Kepler-78b orbits a star, classed as G-Type, a yellow dwarf star similar to our Sun, about 400 light years from Earth in the constellation Cygnus.
But the newly discovered world is a searing hot lava planet that whizzes round its parent star in just 8.5 hours. The distance between Kepler-78b and its own sun is a mere one million miles. That’s only slightly more than four times the distance between the moon and the Earth.
Kepler-78b has one of the tightest known orbits. Current theories of planet formation dictate Kepler-78b couldn't possibly have formed so close to its star, nor could it simply have arrived in its very close orbit to its sun.
Astronomer David Latham of the Harvard-Smithsonian Center for Astrophysics (CfA) commented, "This planet is a complete mystery. We don't know how it formed or how it got to where it is today. What we do know is that it's not going to last forever."
Latham’s view was endorsed by fellow CfA astronomer Dimitar Sasselov, who predicted, “Kepler-78b is going to end up in the star very soon, astronomically speaking."
A planetary enigma
Kepler-78b has caught astronomers’ attention as it’s the first known Earth-sized planet with an Earth-like density. At 9,200 miles diameter, Kepler-78b is about 20 percent larger than the Earth, and weighs almost twice as much. That means its density is similar to that of Earth suggesting an iron and rock composition, again similar to Earth.
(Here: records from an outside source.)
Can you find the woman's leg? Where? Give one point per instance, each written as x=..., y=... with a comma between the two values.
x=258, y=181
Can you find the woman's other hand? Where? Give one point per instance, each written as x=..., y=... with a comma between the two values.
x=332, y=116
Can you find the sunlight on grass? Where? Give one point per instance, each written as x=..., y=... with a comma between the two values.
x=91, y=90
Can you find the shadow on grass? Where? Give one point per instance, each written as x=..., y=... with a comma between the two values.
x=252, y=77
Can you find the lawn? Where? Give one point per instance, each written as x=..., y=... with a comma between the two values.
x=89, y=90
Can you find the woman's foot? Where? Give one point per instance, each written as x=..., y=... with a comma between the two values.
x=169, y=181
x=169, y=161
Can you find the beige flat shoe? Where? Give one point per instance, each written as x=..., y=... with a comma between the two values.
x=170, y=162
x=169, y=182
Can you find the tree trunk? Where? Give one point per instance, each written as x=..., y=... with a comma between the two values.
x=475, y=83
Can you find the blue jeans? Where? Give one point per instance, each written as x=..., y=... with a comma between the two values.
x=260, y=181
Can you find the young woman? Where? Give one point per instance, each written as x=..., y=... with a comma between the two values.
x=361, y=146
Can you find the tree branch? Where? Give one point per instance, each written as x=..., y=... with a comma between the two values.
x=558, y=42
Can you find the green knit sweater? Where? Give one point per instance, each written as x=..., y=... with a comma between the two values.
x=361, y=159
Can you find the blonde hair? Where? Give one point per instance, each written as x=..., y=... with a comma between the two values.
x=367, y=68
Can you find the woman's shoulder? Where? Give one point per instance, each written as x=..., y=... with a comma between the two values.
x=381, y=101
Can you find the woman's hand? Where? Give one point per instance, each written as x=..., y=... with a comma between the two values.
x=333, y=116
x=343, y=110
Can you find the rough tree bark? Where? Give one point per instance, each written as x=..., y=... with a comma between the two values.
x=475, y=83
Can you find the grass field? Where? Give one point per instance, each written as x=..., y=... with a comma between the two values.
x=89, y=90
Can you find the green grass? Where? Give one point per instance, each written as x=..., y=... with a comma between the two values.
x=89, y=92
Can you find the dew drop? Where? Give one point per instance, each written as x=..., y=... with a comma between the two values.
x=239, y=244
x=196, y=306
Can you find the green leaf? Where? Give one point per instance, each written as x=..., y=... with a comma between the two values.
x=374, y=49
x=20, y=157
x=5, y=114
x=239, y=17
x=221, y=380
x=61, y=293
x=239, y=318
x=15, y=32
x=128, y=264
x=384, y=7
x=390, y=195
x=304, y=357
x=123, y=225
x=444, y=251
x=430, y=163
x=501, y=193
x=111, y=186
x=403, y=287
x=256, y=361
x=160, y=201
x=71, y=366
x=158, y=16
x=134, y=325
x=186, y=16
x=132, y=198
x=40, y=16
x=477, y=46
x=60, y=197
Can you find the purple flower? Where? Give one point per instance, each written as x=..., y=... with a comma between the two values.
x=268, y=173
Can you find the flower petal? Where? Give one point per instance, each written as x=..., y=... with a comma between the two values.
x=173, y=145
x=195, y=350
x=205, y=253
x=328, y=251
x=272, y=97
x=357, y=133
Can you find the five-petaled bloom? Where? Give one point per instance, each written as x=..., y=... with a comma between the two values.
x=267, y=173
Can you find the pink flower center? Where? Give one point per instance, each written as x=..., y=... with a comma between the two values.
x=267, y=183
According to Latham, Kepler-78b is the first planet in a new class of small planets, roughly the same size as the Earth, to have its mass calibrated. Members of this planetary class all take less than 12 hours to orbit their parent stars.
And it’s Kepler-78b’s tight orbit that has astronomers stumped. When the planetary system, of which Kepler-78b forms part, was forming, the nascent star was larger than now. With Kepler-78b lying just 1.7 stellar radii from the surface of the star as it is today, the planet would have been inside the swollen star.
As Sasselov explained, "It couldn't have formed in place because you can't form a planet inside a star. It couldn't have formed further out and migrated inward, because it would have migrated all the way into the star. This planet is an enigma."
But Kepler-78b’s fate is not in doubt, say Harvard-Smithsonian astrophysicists. Gravitational forces will draw the planet ever closer to its parent star. Ultimately, gravity will sunder Kepler-78b, causing it to vanish within 3 billion years, predict planetary theorists.
Could our own solar system once have had its own Kepler-78b equivalent? Maybe, but it would have been destroyed eons ago leaving no trace of its existence.
The Harvard-Smithsonian team studied Kepler-78b using a newly commissioned, high-precision spectrograph known as HARPS-North, at the Roque de los Muchachos Observatory on La Palma in the Canary Islands. Work concerning Kepler-78b was coordinated with a second, independent team using the HIRES spectrograph at the Keck Observatory in Hawaii. Both teams' measurements agreed with each other, giving researchers high confidence in the results of their analysis.